Quinn nodded his head. “I know you do. Full bottles of them. I saw them when I packed you up in D.C., and I saw them again last night. You have to actually take them for them to work.”

“How do you know I don’t?”

“Your memory’s probably a little foggy, but you told me the night I brought you home. You said you’d stopped taking them weeks before. It’s probably not a coincidence that you stopped trying right around when you stopped your pain meds.”

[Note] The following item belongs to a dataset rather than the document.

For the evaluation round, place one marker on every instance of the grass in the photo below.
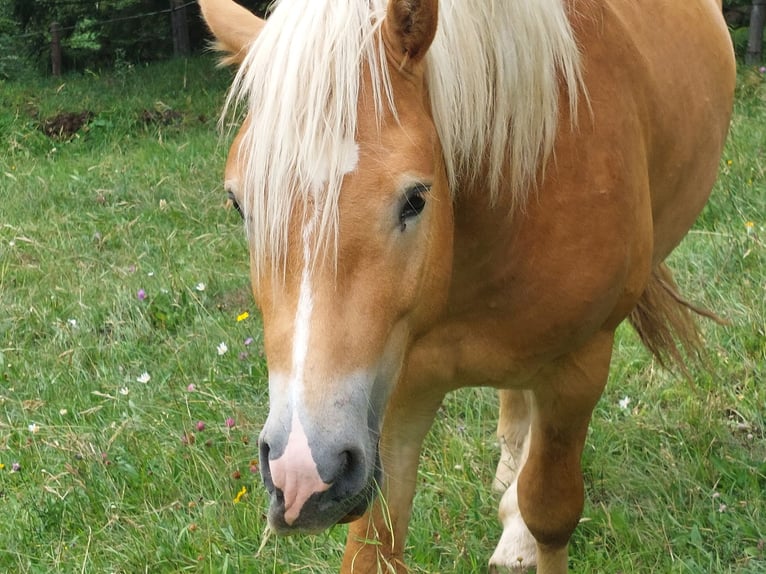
(118, 475)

“Quinn, you don’t understand.” She shook her head and rubbed at the pain spiking in her temple. “When I took the pain meds, I couldn’t think. My brain only worked in slow motion. It was like having to cut my way through a jungle of kudzu vines and my head floated ten feet above my body. Nothing felt connected or real. Then the nightmares started. And then things got scary. . . .”

She closed her eyes, searching for the strength to go back to that dark time.

“I kept hearing a voice, whispering to me when the pain was overwhelming, or when I hadn’t slept for three days straight. It was telling me how I could stop it.” She sucked in a breath and opened her eyes. “Stop it all.”

Her gaze collided with his. His face paled and he sank on his chair like an anchor dropping into water.

“And when I realized it was my voice . . . I stopped my meds cold turkey.”

“Holy shit. Oh . . . okay. That was a good call then.” Quinn ran fingers through his hair and blew out a shaky breath. “But pain’s your enemy. It can wear down the strongest people.”

Delaney’s knee-jerk instinct was to object. The memory of the medicine’s eerily tempting siren song still reverberated in her soul. But she knew Quinn was right too. Pain still sliced at her. Phantom pain was a daily issue.

Before she could answer, Quinn’s dog slid into the kitchen from the foyer. And it was no-kidding just like the Tom Cruise underwear slide from that old movie. “Did your dog just—”

“Yeah. Spooky, right? I think he watches cable TV when I’m at work.” Quinn hadn’t moved his gaze off Delaney’s.

She nodded. “I won’t rule it out. I’ll talk to my doctor about my options.”

“That sounds like a good game plan.”

Chapter Eighteen

B
y the time Delaney and Quinn pulled into the parking lot of Dave’s Diner for lunch, Delaney had crossed a lot off her to-do list. She’d called her surgeon, physical therapist, and prosthetic guy. Luckily, Greer had let them know Delaney was with her in North Carolina, and they’d arranged convalescent leave and contacted doctors at Fort Bragg Army Base nearby. Today’s phone calls were a relief to all of them so they could get Delaney back on the road to rehab. Within thirty minutes of her phone calls, they’d called in a few favors and rearranged the clinic schedule to fit her in tomorrow morning.